Tape: The execution never ends

Created on 18 Nov 2015  路  29Comments  路  Source: substack/tape

When I run the test, the execution never ends and what I have to do is in the last test put a process.exit(1)

My package.json looks like this:

"scripts": {
    "test": "tape ./test/*.js | tap-spec"
  }

there a better way?

Most helpful comment

This can be hepful

// ES6
test.onFinish(() => process.exit(0));

// ES5
test.onFinish(function() { 
  process.exit(0)
});

All 29 comments

The tests should finish automatically. Did you forget to put t.end() in one of your tests?

I'm having this same issue. It doesn't matter whether I use t.end() or t.plan(). After running all the tests, the process sits until I manually kill it.

Tests are ordinary node processes, so if you have open handles, the process will hang as it ought to.

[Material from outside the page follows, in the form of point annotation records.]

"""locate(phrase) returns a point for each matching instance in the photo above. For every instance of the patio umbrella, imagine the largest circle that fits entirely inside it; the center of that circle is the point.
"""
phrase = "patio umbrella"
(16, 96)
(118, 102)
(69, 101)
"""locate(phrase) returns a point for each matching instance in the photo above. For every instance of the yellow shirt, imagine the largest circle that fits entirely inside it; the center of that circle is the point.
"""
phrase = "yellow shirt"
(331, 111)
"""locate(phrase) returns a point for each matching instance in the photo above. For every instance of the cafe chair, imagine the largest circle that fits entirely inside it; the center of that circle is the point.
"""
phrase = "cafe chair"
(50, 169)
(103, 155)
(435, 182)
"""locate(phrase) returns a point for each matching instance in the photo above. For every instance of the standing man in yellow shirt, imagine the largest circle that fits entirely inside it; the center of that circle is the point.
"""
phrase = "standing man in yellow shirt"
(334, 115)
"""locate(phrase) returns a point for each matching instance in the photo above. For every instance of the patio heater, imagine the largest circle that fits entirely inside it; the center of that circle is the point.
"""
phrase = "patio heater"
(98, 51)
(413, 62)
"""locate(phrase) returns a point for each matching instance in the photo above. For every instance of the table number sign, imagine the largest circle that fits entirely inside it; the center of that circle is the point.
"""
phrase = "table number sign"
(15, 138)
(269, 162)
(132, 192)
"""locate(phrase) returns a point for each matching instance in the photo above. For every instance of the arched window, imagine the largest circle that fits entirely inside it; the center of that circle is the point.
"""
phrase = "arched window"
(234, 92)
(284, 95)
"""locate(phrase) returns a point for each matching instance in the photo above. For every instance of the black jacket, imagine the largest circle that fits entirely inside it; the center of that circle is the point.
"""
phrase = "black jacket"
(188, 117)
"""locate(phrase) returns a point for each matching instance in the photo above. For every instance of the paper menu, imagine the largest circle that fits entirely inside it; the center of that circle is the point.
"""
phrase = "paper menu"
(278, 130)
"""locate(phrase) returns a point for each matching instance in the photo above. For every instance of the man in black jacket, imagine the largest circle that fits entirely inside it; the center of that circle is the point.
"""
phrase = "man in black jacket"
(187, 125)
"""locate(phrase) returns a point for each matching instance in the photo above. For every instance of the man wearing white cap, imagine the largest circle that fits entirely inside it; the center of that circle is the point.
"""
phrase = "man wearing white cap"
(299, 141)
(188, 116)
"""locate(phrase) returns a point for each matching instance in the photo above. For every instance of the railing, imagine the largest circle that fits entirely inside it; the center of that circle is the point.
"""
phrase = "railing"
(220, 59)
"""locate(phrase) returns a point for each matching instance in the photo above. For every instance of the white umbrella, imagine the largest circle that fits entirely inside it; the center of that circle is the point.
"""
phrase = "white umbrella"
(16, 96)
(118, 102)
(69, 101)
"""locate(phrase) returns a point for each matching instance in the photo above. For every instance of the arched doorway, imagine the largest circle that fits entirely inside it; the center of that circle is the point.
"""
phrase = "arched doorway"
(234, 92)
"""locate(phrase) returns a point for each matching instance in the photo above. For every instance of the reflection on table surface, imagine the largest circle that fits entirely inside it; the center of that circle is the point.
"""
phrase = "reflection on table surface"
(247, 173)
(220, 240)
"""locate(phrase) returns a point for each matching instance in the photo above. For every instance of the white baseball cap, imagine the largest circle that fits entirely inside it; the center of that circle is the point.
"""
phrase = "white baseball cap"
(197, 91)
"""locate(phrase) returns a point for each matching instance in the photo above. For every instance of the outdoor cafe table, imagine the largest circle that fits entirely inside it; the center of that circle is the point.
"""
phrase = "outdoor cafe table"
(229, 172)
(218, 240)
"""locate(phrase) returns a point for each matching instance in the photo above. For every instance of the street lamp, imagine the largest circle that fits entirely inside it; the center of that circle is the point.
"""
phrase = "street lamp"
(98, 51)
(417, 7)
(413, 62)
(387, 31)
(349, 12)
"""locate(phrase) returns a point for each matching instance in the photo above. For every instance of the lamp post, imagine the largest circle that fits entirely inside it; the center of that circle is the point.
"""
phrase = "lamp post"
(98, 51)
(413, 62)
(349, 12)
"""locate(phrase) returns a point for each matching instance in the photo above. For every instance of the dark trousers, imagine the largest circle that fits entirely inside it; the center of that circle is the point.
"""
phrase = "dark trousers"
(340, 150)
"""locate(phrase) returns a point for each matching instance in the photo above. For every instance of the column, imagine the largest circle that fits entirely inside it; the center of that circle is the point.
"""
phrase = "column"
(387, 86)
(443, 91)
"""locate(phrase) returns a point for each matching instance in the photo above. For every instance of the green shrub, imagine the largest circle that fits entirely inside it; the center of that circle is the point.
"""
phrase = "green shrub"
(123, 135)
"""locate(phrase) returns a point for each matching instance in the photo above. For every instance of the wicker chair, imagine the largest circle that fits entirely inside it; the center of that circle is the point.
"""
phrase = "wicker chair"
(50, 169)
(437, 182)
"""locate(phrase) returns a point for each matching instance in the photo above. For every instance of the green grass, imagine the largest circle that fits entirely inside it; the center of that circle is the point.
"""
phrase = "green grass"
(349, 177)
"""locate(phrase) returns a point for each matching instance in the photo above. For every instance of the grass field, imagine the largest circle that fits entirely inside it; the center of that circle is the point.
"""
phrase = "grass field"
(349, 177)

that's true, I open connections to databases and then compare answers (among other things)
I guess that is why the process does not finish.
I have resolved to create a file named ztest.js:

const tape = require('tape')

tape('SUMMARY', function (t) {
  process.exit(0)
})

The file begins with z to be the last to be called, and as I said before, this is my package.json:

"scripts": {
    "test": "tape ./test/*.js | tap-spec"
}

Just run into the same thing. Also open connections in a db connection pool.

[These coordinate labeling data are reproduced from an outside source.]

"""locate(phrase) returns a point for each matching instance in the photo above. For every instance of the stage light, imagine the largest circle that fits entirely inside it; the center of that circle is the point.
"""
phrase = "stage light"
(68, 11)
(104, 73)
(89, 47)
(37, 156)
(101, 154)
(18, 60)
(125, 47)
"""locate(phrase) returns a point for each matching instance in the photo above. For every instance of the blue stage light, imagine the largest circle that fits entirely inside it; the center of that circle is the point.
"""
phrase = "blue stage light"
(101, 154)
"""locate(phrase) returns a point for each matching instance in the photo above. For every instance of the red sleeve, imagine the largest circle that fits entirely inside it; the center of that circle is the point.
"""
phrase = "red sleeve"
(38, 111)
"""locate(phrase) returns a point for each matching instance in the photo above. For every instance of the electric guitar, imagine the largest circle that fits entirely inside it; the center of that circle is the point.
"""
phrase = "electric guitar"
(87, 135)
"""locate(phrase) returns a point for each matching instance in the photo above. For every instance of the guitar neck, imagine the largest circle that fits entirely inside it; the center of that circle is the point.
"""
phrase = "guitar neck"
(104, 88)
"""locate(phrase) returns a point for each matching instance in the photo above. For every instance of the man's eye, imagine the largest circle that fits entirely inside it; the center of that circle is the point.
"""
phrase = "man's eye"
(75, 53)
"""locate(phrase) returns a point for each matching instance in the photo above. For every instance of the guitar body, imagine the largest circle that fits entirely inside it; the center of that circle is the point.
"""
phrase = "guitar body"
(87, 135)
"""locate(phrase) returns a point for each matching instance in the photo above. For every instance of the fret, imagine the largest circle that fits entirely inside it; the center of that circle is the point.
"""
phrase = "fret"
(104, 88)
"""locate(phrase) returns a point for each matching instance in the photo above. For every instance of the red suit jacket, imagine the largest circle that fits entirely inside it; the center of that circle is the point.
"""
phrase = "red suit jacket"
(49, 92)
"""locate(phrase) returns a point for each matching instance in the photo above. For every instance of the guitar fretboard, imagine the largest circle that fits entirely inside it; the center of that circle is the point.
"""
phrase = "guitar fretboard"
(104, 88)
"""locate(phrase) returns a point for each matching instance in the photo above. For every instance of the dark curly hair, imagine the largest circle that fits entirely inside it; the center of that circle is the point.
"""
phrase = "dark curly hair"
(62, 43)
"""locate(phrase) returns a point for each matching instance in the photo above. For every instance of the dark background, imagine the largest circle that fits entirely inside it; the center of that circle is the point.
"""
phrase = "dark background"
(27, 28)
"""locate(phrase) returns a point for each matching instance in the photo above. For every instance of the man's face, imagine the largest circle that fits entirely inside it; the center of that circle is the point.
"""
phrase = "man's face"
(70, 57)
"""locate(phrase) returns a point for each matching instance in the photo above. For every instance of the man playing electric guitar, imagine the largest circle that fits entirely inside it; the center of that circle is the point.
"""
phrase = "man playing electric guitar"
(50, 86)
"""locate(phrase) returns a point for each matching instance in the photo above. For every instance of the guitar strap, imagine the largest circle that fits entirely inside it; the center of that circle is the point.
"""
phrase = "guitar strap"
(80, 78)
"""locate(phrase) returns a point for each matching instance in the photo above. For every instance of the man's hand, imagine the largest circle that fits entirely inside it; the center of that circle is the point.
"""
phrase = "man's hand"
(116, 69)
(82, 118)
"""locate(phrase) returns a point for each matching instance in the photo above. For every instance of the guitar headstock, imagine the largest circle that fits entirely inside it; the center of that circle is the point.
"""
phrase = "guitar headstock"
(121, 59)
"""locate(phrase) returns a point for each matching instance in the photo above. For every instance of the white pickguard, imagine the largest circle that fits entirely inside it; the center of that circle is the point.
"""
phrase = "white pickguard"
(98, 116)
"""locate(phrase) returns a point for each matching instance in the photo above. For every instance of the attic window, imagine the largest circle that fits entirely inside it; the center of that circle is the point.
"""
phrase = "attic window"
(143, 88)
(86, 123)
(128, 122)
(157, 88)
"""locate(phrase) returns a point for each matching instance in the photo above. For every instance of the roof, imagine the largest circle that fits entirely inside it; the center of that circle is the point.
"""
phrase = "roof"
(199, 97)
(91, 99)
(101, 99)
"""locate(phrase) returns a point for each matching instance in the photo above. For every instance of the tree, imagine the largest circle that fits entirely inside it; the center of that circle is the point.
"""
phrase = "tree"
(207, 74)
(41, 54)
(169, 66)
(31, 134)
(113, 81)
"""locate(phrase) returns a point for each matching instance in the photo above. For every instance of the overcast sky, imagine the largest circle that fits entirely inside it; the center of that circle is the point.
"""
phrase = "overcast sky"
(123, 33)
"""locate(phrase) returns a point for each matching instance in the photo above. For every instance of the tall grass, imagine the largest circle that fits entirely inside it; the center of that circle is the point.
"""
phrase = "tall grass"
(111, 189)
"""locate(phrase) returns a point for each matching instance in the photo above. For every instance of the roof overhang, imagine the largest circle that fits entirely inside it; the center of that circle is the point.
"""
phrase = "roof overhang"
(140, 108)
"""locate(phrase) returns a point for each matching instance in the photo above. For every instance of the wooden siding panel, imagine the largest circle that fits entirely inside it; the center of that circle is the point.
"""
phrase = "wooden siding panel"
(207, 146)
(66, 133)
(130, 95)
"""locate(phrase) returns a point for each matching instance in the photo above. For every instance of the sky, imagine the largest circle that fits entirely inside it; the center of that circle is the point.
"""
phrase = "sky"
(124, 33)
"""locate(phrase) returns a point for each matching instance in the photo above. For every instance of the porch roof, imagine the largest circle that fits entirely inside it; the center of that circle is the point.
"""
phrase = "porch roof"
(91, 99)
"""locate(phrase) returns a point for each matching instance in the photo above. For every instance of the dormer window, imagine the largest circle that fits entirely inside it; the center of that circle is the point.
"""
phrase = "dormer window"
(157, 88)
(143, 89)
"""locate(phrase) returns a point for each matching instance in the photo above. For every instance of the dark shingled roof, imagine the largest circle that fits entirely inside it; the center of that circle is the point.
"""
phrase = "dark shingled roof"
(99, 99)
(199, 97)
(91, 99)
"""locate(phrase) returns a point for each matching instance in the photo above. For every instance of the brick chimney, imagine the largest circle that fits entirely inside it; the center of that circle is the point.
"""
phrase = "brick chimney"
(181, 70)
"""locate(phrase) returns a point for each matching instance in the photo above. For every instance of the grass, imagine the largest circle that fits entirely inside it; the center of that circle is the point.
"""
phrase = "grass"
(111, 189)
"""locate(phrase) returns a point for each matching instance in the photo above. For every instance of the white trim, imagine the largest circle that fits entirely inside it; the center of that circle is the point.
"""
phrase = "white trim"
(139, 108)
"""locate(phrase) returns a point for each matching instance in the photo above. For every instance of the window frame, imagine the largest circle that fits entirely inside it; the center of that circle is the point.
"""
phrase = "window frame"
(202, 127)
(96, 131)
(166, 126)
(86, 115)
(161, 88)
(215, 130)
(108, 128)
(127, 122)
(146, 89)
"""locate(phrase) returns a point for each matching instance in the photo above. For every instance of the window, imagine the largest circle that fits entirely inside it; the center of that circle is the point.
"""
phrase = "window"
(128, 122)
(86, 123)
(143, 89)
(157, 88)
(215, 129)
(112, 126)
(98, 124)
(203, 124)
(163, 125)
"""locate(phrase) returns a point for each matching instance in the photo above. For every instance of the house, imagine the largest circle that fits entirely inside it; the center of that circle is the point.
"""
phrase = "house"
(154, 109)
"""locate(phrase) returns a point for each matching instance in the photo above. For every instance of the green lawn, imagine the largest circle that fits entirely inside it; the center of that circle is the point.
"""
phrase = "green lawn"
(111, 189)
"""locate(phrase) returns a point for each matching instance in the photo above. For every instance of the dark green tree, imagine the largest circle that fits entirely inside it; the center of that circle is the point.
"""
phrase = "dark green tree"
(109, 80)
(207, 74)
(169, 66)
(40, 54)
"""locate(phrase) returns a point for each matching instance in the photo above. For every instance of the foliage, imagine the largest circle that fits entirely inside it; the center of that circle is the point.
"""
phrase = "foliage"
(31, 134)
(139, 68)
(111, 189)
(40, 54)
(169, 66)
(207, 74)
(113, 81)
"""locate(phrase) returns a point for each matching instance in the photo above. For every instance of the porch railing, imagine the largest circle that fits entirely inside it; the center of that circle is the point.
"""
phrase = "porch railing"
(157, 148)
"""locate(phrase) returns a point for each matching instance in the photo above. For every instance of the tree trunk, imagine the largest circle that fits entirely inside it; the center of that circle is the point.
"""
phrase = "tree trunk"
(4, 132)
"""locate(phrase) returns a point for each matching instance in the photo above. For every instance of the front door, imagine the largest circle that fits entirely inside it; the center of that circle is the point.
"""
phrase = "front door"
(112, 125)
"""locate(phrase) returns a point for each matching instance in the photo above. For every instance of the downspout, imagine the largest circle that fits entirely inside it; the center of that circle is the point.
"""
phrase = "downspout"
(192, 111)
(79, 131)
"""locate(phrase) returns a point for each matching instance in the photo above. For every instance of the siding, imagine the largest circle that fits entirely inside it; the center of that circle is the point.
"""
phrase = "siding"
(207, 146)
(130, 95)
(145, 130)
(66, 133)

Now the problem is - I am not sure how to gracefully shut everything down. Given that supertest is calling the express app directly I have no clue if there is a way to hook into this.

The interesting bit - it just works with mocha.

var request = require('supertest');

describe('bla', function(){
  it('test', function(done) {

    request(app)
      .post('/auth/token')
      .send({
        username: 'the_username',
        password: 'the_password'
      })
      .expect(200)
      .expect('Content-Type', /json/)
      .end(function(err, res) {
        done();
      });

  });
});

test('test', function(t) {

  request(app)
    .post('/auth/token')
    .send({
      username: 'the_username',
      password: 'the_password'
    })
    .expect(200)
    .expect('Content-Type', /json/)
    .end(function(err, res) {
      t.end();
    });

});

Tape doesn't do any magic like mocha, if anything keeps the event loop open, it will stay open and you are responsible for closing any connections, etc. I personally think this method helps me understand my application better and avoids issues I've had with mocha's magic getting in the way.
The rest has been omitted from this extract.